Saturday, May 3, 2014

The sp(id)y subset, or Avoiding Copeland 2010 with Objective-C 1984

In my recent post on Cargo Cult Typing, I mentioned a concept I called the id subset. Briefly, it is the subset of Objective-C that deals only with object pointers, or id's. There has been some misunderstanding that I am opposed to types. I am not, but more on that another time.

One of the many nice properties of the (transitive) id subset is that it is dynamically (memory) safe, just like Smalltalk. That is, as long as all arguments and return values of your message are objects, you can never dereference a pointer incorrectly, the worst that can happen is that you get a "Message not understood" that can be caught and handled by the object in question or raised as an exception. The reason this is safe is that objc_msgSend() will make sure that methods will only ever be invoked on objects of the correct class, no matter what the (possibly incorrect, or unavailable) static type says.

So no de-referencing an incorrect pointer, no scribbling over random bits of memory. In fact, this is the vaunted "pointer safety" that John Siracusa says requires ditching native compiled languages like Objective-C for VM based languages. The idea that a VM with an interpreter or a JIT was required for pointer safety was never true, of course, and it's interesting that both Google and Microsoft are turning to Ahead of Time (AOT) compilation in their newest SDKs, for performance reasons.

Did someone mention "performance"? :-)

Another nice aspect of the id subset is that it makes reflective code a lot simpler. And simplicity usually also translates to speed. How much speed? Apple's NSInvocation class has to deal with interpreting C type information at runtime to then construct proper stack frames dynamically for all possible C types. I think it uses libffi, though it may be some equivalent library. This is slow, around 340.1ns per message send on my 13" MBPR. By restricting itself to the id subset, my own MPWFastInvocation class's dispatch is much simpler, just a switch invoking objc_msgSend() with a different number of arguments.

The simplicity of MPWFastInvocation also pays off in speed: 6.2ns per message-send on the same machine. That's 50 times faster than NSInvocation and only 2-3x slower than a normal message send. In fact, once you're that close, things like IMP-caching (4 ns) start to make sense, especially since they can be hidden behind a nice interface. Using a C Macro and the IMP stashed in a public instance var takes the time down to 3 ns, making the reflective call via an object effectively as fast as the non-reflective code emitted by the compiler. Which is nice, because it makes reflective techniques much more feasible for wider varieties of code, which would be a good thing.
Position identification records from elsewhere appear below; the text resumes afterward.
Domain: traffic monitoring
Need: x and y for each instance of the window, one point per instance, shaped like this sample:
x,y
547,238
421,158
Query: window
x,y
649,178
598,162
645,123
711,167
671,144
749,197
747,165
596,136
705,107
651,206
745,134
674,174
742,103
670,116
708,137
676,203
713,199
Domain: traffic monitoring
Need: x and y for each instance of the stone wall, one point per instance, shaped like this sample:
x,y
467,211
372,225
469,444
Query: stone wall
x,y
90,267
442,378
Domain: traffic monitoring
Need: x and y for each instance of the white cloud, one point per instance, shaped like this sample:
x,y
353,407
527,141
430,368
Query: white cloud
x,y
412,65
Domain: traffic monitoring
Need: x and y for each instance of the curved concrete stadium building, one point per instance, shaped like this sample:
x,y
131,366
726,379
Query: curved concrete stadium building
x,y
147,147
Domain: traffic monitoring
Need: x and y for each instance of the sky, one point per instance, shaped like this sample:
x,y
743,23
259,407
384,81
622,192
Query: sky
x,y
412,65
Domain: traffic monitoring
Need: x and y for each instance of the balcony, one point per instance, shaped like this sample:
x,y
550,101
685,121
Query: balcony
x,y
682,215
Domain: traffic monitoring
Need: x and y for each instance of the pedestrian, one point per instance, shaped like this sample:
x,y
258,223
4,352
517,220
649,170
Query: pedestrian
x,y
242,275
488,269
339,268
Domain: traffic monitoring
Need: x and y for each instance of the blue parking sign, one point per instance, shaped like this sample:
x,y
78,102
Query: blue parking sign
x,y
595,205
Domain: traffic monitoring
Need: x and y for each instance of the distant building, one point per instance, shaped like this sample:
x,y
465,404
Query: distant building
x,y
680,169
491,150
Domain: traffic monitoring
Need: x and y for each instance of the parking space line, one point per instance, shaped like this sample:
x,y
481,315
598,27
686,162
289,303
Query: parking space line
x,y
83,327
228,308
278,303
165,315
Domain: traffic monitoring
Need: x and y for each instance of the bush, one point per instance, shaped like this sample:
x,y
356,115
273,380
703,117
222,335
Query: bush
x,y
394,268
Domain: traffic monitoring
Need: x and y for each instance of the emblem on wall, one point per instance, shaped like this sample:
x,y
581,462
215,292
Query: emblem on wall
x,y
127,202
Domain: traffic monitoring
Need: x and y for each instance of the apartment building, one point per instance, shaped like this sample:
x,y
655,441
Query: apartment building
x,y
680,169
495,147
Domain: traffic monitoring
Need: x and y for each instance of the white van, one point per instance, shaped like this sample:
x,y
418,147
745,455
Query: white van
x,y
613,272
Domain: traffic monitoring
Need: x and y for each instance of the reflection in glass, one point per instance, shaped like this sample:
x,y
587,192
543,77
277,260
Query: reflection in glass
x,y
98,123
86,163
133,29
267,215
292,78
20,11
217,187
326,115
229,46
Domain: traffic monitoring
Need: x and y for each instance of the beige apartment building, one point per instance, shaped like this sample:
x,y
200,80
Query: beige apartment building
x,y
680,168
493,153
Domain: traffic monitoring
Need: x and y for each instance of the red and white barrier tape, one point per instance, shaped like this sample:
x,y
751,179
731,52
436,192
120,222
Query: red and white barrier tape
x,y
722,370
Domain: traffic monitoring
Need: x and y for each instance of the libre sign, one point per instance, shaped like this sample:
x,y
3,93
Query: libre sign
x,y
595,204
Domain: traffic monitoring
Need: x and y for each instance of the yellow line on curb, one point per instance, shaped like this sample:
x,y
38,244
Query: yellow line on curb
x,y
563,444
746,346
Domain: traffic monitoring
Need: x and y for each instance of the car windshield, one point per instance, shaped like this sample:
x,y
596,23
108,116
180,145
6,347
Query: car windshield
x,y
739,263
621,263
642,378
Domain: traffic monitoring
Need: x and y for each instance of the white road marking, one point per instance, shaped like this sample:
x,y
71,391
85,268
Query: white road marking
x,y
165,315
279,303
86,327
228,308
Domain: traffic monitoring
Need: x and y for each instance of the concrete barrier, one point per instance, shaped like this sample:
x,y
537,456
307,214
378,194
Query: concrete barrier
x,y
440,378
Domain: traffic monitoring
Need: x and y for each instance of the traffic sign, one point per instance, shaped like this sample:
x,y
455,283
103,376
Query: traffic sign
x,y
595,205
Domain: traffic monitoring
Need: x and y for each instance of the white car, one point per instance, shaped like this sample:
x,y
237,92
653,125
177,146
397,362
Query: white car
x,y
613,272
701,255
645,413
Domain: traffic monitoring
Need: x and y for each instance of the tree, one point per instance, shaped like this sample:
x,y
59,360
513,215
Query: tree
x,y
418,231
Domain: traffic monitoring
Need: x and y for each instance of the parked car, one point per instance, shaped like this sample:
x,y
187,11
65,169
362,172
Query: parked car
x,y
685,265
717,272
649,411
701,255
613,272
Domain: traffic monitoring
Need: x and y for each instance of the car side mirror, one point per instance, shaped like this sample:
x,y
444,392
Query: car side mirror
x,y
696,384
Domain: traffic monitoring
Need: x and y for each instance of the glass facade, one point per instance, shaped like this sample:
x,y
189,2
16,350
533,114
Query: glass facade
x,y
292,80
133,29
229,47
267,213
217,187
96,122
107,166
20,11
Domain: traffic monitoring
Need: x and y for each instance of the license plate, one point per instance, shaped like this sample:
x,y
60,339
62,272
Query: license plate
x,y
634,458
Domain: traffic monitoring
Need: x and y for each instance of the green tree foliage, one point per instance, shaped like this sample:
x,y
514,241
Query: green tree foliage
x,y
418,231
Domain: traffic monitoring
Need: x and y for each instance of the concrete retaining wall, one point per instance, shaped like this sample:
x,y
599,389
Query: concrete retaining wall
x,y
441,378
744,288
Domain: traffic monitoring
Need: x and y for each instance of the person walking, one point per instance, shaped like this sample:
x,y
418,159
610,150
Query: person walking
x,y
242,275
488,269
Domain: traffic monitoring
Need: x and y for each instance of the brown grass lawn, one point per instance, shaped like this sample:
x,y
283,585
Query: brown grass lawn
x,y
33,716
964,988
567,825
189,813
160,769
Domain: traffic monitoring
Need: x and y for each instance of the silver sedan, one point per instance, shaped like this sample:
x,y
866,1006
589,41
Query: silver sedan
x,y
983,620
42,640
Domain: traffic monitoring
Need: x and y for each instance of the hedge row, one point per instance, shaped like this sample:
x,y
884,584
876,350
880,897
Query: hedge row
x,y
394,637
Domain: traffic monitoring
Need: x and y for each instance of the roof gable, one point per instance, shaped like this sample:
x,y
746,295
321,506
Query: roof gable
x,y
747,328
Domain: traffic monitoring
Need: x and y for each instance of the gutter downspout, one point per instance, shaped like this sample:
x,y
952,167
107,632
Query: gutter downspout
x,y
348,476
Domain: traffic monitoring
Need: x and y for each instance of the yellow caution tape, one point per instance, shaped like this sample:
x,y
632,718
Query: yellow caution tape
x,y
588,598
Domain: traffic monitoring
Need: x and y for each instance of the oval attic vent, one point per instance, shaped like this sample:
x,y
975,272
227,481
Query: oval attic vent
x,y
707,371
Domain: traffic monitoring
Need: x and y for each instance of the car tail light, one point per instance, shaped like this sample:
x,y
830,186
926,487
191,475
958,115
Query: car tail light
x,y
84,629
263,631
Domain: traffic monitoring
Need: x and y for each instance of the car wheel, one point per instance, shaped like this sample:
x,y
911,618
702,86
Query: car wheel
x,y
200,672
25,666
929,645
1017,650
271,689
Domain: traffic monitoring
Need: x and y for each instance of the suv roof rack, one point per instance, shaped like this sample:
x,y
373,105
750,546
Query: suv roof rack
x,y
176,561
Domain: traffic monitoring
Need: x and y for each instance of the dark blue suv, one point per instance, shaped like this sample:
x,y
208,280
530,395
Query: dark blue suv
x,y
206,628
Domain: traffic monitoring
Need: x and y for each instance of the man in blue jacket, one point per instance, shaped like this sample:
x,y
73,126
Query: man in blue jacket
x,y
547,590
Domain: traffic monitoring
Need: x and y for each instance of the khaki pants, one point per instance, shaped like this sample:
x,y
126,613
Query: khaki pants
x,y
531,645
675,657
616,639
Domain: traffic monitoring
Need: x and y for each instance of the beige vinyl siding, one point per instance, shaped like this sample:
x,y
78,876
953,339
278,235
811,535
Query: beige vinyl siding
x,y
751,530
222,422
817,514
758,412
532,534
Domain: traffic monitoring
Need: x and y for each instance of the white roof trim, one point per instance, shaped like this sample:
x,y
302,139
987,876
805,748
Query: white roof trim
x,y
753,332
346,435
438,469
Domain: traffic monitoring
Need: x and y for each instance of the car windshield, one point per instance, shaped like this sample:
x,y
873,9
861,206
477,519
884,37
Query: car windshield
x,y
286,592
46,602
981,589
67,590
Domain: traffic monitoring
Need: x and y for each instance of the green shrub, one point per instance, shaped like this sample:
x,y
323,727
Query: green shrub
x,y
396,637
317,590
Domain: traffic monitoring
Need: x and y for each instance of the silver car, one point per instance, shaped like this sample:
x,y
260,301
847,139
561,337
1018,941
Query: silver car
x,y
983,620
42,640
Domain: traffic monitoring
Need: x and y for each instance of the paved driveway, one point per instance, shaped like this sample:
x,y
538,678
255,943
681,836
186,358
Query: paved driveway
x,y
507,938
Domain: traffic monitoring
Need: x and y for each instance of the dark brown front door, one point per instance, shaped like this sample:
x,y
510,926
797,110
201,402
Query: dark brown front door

The speed improvement is not because MPWFastInvocation is better than NSInvocation, it is decidedly not, it is because it is solving a much, much simpler problem. By sticking to the safe id subset.

On HN.


John Siracusa said...

I don't think I said that a VM is required for memory safety. (Just look at Perl, for example: no VM, not interpreted, memory-safe.) Also, you should read my Copland 2010 Revisited article from (appropriately) 2010. I also did a long, rambling podcast on this topic with Guy English last month.

Marcel Weiher said...

Thanks, I both read the "revisited" article (it's actually one of the links above) and listened to the podcast all good stuff! Heck Guy and I had a little twitter-exchange about him mangling my last name :-)

The, er, point stands that the pointer-safe language you are looking for is already present inside Objective-C, we just need to give it a chance to come out. And I have reason to believe that it isn't even that hard...not necessarily to make such errors impossible, but to make you have to really go out of your way to get them, which seems sufficient to me.

John Siracusa said...

Yes, the "Objective-C without the C" idea. As I think I mentioned on the podcast, that sure appears to be where Apple is going, but it still seems like a bit of an uncomfortable truce between order and chaos to me.

Marcel Weiher said...

I think you're right that Apple's current direction is an uncomfortable truce between order and chaos.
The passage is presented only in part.